Bitcoin method for transfers
Felipe’s case is diametrically opposed to what happened to “Cristina”, a Venezuelan woman who is familiar with Bitcoin and cryptocurrencies in general, who had an emergency and had to send a transfer to her sister in Spain as soon as possible.
Cristina was on a walk in Chile when she received a call from her sister to request the transfer of the transfer, about 30 euros. Knowing the high commissions charged by services like PayPal or Western Union, The woman decided to use Bitcoin to deal with the emergency she was facingbut with one detail. Her sister knows nothing about Bitcoin or how to get a transfer in cryptocurrencies.
Putting the BTC in a personal cryptocurrency wallet and explaining how to manage it was not an option as he needed the euros in cash. The alternative was to find a Bitcoin ATM (BATM) that spent money this way. After a few minutes, his sister found one with these characteristics.
After Cristina explained, her sister generated a request to receive bitcoins at the ATM. The machine showed him an address on the screen to receive the money in the BATM itself. As soon as the address was created, the woman sent the data to her sister to process the transfer.
“Cristina” then used her green wallet on her mobile device to transfer the BTC to the ATM. In a few minutes, the machine received the bitcoins and the shipment was delivered in cash.

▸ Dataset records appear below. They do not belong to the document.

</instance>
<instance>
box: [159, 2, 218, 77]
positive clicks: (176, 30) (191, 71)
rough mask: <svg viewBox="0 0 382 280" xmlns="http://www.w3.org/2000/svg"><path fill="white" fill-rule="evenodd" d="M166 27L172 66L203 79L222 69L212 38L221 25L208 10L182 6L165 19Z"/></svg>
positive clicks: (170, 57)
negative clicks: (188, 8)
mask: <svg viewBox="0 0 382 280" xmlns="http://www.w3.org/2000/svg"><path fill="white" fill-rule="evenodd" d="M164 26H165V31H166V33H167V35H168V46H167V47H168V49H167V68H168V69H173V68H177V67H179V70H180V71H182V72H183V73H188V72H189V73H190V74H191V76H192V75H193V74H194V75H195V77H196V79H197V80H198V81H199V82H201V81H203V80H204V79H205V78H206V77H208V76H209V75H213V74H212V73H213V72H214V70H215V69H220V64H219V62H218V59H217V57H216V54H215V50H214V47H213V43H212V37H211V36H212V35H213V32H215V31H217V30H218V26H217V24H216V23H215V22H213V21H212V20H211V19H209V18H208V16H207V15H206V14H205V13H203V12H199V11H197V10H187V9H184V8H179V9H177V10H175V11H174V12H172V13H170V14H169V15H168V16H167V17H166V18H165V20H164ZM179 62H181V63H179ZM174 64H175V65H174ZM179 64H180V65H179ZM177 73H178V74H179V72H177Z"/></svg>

“It was a pretty quick process, everything was done in about 10 minutes and very easy. My sister didn’t have to open an account, submit credentials, or provide documents. It has to be taken into account that Bitcoin ATMs generally, when they issue cash, deliver small amounts that may depend on the country in which they are installed, “said Cristina.
In contrast to Felipe, who had to wait a week to find someone who could build a bridge with his son, the case of «Cristina» and Sending money transfers with Bitcoin ATMs has proven that this is a valid, quick and efficient method.
In fact, the Bitcoin ATM system continues to grow worldwide and startups are joining the industry to manufacture this type of device. As a reference for this impulse, we can quote the BATM figures that are in operation on a global level. In January this year there were 6,300 active units, a year earlier there were 4,100.
According to the CoinAtmRadar service, there were already 7,711 such ATMs worldwide on April 25, 2020, which speaks of the rapid expansion to meet the demand for services related to cryptocurrencies. In total, Bitcoin ATMs are sold in 72 countries with 42 active companies for their manufacture.
In Latin America there are already 210 BATMs with Spain at the top with 84 teams, followed by Colombia (58), the Dominican Republic (15), Panama (15), Mexico (11), Argentina (11) and Chile (4) others.
There are Bitcoin ATMs that don’t issue cash, others only get cash to buy certain cryptocurrencies with commissions that vary from manufacturer to manufacturer or from operator to operator. The recommendation is to always check the prices they charge for their services and not be surprised.
Felipe knows the story of “Cristina” and is already considering using Bitcoin as a method to send money to his son in Bogotá. This is a practical way to save commission payments, not to waste time on the street and to take care of his son in times of COVID-19.